Conventional serological methods were efficient and specific for detecting rice viruses, such as RBSDV . At the time of this study, a serological detection method (dot-ELISA) was developed for testing rice plants, which was highly reliable, sensitive and specific toward SRBSDV in 3 h , however, this dot-ELISA can not accurately quantify the SRBSDV.

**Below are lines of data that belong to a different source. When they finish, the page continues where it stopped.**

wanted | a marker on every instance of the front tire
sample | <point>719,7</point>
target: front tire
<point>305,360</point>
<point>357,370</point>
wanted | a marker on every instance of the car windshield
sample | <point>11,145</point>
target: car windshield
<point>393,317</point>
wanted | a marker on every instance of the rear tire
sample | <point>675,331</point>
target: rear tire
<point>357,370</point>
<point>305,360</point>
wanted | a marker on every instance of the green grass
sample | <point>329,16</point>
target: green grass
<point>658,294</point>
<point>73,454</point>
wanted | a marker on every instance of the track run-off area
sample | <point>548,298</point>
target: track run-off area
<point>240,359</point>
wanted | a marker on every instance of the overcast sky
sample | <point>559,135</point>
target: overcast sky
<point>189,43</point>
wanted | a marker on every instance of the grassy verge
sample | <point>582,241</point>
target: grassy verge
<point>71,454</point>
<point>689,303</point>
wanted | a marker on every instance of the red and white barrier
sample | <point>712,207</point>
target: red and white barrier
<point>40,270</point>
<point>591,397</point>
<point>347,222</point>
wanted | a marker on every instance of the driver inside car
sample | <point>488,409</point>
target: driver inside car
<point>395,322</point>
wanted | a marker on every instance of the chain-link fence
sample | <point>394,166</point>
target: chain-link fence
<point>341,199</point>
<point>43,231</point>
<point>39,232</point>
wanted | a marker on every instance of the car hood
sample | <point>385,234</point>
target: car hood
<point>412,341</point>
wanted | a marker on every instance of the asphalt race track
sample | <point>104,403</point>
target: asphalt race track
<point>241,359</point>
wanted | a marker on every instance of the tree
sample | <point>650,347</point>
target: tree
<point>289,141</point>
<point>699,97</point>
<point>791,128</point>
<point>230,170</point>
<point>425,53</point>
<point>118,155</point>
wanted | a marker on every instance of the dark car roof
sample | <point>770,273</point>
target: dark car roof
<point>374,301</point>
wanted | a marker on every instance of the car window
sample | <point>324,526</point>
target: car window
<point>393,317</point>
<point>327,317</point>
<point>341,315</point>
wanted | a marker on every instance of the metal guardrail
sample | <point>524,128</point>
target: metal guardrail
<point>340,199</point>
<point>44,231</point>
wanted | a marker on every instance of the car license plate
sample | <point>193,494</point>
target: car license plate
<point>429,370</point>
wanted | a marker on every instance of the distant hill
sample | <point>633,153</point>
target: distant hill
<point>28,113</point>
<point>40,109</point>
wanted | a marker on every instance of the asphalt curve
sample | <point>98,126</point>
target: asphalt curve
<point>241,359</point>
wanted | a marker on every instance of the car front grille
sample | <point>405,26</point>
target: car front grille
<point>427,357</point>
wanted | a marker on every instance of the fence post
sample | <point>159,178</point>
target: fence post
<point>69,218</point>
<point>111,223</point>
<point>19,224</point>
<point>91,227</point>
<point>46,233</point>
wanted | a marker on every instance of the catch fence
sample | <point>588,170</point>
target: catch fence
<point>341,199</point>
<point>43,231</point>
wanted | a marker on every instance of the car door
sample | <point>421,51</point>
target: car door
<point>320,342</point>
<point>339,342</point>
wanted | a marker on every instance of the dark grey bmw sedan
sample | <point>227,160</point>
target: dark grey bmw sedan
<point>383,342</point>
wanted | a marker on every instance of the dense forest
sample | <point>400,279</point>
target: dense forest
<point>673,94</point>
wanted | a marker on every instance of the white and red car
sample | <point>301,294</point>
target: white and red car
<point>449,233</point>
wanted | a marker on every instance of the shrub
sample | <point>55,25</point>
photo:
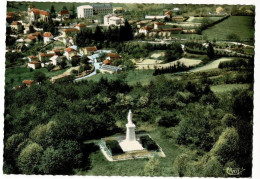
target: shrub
<point>114,147</point>
<point>148,143</point>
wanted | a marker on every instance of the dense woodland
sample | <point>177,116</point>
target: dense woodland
<point>46,124</point>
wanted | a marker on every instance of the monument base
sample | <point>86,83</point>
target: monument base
<point>128,146</point>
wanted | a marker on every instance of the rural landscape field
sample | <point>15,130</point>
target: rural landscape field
<point>121,89</point>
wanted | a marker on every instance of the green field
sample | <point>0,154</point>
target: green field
<point>228,87</point>
<point>20,74</point>
<point>240,25</point>
<point>100,165</point>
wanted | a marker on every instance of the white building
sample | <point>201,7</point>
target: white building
<point>85,11</point>
<point>55,59</point>
<point>102,9</point>
<point>47,37</point>
<point>130,143</point>
<point>111,19</point>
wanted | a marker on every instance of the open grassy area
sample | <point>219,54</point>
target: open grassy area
<point>100,165</point>
<point>20,74</point>
<point>228,87</point>
<point>240,25</point>
<point>132,77</point>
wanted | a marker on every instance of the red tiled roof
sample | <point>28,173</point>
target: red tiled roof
<point>173,29</point>
<point>64,12</point>
<point>34,62</point>
<point>81,25</point>
<point>91,48</point>
<point>32,37</point>
<point>106,62</point>
<point>10,14</point>
<point>33,57</point>
<point>70,30</point>
<point>146,28</point>
<point>168,13</point>
<point>47,34</point>
<point>38,11</point>
<point>46,54</point>
<point>37,33</point>
<point>159,23</point>
<point>70,49</point>
<point>16,23</point>
<point>28,82</point>
<point>113,55</point>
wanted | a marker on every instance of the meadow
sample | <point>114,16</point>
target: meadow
<point>242,26</point>
<point>17,75</point>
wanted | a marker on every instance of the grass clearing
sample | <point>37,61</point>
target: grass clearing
<point>241,25</point>
<point>228,87</point>
<point>20,74</point>
<point>100,165</point>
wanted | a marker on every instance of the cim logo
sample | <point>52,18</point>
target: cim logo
<point>234,171</point>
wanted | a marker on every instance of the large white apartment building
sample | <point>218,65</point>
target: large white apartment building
<point>102,9</point>
<point>85,11</point>
<point>88,11</point>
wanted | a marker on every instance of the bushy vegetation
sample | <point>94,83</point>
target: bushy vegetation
<point>114,147</point>
<point>148,143</point>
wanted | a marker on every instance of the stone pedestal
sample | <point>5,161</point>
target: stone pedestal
<point>130,143</point>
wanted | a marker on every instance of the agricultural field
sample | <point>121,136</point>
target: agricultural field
<point>17,75</point>
<point>211,65</point>
<point>243,26</point>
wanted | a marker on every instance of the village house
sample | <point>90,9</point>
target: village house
<point>168,14</point>
<point>102,8</point>
<point>118,10</point>
<point>64,14</point>
<point>70,52</point>
<point>85,11</point>
<point>34,64</point>
<point>68,32</point>
<point>30,39</point>
<point>16,26</point>
<point>88,50</point>
<point>47,37</point>
<point>112,19</point>
<point>145,30</point>
<point>45,57</point>
<point>28,83</point>
<point>81,26</point>
<point>158,24</point>
<point>155,17</point>
<point>110,69</point>
<point>55,59</point>
<point>178,18</point>
<point>33,58</point>
<point>38,15</point>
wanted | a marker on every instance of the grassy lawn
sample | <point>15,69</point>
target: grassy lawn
<point>240,25</point>
<point>228,87</point>
<point>100,165</point>
<point>20,74</point>
<point>133,76</point>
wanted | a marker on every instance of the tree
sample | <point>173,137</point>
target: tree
<point>233,37</point>
<point>152,167</point>
<point>227,146</point>
<point>53,162</point>
<point>39,77</point>
<point>210,51</point>
<point>30,158</point>
<point>53,13</point>
<point>181,163</point>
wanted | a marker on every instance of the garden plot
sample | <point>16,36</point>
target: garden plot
<point>211,65</point>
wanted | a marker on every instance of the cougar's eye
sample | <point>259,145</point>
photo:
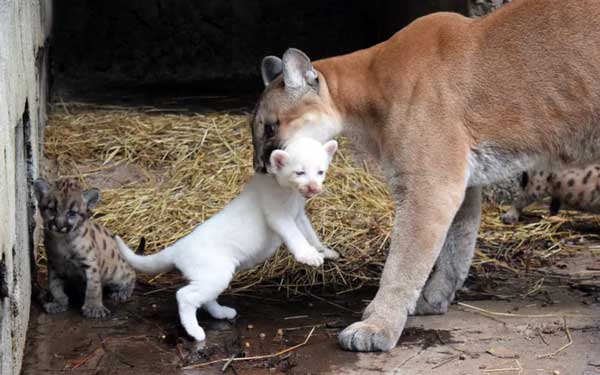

This real-time RT-PCR assay is more precise and sensitive than symptoms and RT-PCR method. Some of field rice samples with suspected symptoms were not infected with SRBSDV, which was confirmed by real-time RT-PCR and conventional RT-PCR. The positive rates (87.5%-100%) of field rice samples infected with SRBSDV using real-time RT-PCR was higher than those (63.6%-100%) of the conventional RT-PCR. The real-time RT-PCR is known of high accuracy for detecting other viruses , and this study also demonstrated that real-time RT-PCR was more sensitive as compared to the conventional RT-PCR.
When we prepared the draft of this work, similar quantitative detection of SRBSDV and RBSDV by TaqMan was published . Quantification methods by TaqMan and SYBR Green are reliable for determining gene expression, and although lower sensitive than TaqMan, SYBR Green has its merits of ease in designing the assays and relatively low setup and running costs . So both methods should be rather alternative according to requirements of experiment than substitutive each other.
In summary, the real-time RT-PCR was able to detect SRBSDV, and this might also be important for standardization of quantified detection of SRBSDV. Furthermore, it could potentially be applied for monitoring the virus in the field, predicting virus epidemic development and studying virus-plant-vector interactions .
This study was funded by Special Fund for Agro-scientific Research in the Public Interest (no 201003031). We are deeply grateful to Dr Zhou Tong, Institute of Plant Protection of Jiangsu Academy of Agricultural Science for providing infected rice samples by RBSDV.